The problem with this is that it becomes this throw away moment, so often. This is a story, you and your players are creating, so why not make those systems part of the story. I also want it to be part of the story. It could have as much meat on it as the next heist or adventure the heroes are planning. I often also use it to lay in hooks for the next full adventure.
In Of Hearth & the Harrowing, those weeks matter. A lot. But I still don't want you to skip the story. Just because you have a robust downtime system, complete with town building, personnel management, crafting, etc doesn't mean that you should lean on the charts, tables, and rolls. Instead, make those decisions happen in character. What is the reaction from the villagers? How are you actually training that skill? What is it you are doing to influence (read: augment) the villagers labors in the Hearth Phase? Above everything else, tell a story.

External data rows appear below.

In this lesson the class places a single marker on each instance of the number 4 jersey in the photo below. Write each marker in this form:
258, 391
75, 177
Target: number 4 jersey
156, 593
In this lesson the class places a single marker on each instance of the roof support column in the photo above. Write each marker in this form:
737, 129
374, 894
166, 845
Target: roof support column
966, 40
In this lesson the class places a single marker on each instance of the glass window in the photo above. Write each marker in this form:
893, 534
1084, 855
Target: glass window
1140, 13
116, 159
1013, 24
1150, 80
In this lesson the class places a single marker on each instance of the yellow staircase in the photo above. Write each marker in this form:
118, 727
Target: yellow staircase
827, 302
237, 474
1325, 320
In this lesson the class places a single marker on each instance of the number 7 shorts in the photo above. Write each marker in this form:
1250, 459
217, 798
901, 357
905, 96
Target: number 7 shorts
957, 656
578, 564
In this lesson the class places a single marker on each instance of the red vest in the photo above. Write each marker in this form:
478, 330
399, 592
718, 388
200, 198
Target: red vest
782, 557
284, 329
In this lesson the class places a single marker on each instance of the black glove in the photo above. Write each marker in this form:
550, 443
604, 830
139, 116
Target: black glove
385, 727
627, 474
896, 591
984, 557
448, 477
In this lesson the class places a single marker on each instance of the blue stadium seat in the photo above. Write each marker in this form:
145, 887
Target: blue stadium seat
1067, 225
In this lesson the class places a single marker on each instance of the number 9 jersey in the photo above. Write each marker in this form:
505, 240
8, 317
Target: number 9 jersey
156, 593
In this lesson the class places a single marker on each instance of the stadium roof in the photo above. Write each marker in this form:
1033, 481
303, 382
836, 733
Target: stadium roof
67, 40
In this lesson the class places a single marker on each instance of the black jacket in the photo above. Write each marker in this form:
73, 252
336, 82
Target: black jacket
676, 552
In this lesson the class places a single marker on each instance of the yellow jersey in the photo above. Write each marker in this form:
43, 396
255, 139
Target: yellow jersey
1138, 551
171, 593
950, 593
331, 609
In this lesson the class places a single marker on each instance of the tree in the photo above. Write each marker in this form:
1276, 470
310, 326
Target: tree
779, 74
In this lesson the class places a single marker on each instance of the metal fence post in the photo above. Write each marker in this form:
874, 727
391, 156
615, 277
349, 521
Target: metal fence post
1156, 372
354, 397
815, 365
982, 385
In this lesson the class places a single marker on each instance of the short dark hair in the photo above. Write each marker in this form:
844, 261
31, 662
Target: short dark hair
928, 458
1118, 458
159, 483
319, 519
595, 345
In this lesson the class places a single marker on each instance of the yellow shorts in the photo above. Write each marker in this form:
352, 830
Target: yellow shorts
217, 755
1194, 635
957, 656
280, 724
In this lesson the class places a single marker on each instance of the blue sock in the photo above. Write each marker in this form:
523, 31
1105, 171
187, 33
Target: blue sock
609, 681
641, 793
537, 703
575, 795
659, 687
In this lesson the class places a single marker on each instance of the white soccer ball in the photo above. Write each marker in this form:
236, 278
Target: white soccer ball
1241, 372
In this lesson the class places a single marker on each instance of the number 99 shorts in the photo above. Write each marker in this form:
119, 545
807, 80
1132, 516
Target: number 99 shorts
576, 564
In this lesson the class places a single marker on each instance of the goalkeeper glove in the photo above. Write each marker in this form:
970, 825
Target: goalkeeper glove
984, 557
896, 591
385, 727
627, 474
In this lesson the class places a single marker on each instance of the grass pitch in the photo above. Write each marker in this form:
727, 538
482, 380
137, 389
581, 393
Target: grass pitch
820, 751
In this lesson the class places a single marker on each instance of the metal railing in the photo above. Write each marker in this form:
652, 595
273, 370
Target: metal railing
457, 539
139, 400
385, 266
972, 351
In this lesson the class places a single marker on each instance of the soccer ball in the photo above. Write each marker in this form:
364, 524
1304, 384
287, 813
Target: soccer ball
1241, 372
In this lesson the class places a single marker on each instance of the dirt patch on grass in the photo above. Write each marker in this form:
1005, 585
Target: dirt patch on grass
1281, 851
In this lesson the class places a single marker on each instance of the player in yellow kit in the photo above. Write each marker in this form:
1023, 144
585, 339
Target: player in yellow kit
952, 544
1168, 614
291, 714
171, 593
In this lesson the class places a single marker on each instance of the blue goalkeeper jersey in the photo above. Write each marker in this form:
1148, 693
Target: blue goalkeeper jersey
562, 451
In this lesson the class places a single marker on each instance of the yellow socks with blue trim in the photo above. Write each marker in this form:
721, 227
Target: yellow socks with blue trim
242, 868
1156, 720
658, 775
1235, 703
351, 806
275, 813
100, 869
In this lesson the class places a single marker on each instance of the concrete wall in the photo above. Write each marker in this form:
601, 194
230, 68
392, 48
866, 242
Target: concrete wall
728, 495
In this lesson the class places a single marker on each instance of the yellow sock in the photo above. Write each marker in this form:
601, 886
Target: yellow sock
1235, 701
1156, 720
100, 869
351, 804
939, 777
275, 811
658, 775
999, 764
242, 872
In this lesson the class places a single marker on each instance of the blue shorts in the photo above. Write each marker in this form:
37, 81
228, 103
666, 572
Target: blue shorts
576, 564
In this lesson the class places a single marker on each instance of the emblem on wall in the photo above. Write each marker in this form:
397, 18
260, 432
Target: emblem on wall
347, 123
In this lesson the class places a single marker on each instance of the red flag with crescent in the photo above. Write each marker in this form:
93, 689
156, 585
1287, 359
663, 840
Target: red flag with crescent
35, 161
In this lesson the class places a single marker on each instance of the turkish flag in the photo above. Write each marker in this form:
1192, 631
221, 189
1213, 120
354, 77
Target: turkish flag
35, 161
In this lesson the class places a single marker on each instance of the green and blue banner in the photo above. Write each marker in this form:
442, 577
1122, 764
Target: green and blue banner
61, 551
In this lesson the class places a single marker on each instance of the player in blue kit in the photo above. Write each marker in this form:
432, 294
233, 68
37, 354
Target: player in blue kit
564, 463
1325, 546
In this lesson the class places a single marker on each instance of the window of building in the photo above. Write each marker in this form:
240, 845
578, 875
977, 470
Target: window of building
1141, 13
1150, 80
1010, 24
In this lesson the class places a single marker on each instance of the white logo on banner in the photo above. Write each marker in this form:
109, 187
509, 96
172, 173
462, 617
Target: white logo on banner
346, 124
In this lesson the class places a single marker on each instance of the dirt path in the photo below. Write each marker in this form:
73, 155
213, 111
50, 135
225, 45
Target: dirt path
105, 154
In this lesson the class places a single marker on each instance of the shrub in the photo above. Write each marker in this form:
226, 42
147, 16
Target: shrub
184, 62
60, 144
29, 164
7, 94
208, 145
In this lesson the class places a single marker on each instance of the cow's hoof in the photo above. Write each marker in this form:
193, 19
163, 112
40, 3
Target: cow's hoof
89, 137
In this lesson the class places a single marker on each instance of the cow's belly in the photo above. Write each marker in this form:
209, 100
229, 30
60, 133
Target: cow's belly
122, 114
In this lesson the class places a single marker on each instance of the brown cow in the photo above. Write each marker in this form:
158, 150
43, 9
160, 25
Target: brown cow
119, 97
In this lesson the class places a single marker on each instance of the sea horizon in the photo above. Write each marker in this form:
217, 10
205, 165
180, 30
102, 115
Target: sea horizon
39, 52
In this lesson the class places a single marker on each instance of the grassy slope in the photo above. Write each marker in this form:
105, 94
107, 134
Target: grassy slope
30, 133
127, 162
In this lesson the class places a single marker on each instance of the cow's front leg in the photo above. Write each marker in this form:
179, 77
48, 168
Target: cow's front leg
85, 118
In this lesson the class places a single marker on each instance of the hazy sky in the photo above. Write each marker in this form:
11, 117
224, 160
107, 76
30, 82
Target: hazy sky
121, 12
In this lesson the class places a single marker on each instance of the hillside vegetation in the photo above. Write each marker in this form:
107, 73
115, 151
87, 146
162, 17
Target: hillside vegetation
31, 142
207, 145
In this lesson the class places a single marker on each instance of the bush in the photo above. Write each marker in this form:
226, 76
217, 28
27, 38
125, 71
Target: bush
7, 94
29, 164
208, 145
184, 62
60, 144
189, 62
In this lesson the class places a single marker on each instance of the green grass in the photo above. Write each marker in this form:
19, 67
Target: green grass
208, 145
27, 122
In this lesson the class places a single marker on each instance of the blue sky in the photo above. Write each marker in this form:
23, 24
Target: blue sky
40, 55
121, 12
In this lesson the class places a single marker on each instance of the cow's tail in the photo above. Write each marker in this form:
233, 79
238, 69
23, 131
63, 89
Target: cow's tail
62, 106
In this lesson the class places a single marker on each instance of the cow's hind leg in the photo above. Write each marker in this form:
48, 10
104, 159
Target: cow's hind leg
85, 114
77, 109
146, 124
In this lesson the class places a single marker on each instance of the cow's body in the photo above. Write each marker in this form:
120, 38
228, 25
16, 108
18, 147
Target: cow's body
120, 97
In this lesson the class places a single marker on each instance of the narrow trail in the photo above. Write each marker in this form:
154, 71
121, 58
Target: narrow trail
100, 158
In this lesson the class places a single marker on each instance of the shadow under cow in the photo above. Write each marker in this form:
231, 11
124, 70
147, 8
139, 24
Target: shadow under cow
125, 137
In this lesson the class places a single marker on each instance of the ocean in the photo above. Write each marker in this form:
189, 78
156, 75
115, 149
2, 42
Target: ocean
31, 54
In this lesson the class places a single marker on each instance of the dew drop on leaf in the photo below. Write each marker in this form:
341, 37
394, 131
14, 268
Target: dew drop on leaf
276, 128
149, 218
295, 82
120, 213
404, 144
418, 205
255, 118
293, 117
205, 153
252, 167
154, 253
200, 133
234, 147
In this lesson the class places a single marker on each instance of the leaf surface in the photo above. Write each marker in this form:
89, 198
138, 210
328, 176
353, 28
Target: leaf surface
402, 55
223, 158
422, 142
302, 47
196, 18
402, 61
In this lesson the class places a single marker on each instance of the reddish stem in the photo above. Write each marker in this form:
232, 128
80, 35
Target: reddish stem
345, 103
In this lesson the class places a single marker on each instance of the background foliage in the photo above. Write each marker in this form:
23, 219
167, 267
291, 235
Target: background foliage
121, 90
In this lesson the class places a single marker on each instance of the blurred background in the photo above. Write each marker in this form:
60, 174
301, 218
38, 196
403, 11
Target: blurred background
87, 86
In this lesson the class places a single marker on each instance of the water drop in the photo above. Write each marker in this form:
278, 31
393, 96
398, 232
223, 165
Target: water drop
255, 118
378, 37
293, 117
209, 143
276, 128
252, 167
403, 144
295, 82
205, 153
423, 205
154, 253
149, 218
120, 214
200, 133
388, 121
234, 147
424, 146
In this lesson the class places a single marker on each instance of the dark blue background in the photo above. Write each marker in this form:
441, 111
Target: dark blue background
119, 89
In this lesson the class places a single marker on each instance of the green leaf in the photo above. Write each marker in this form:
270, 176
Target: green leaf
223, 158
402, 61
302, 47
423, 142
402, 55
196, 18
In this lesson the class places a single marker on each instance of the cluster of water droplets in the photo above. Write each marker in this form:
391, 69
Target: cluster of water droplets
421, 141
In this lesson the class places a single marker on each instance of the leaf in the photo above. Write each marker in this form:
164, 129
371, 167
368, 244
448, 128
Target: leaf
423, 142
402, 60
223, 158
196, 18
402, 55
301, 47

By making a system that is more fundamental to the game loop, it also stands apart from downtime in a lot of other games. It is not just connective tissue between adventures, it matters as much as the adventuring phase does. It is up to the heroes as to how long they stay in the Hearth between each expedition and what will work for each group will be a bit different. Some will have wanderlust and want to press out every other week into the wilds. Others will wait multiple weeks in between, preferring the safety of the Hearth to the dangers of the adventure.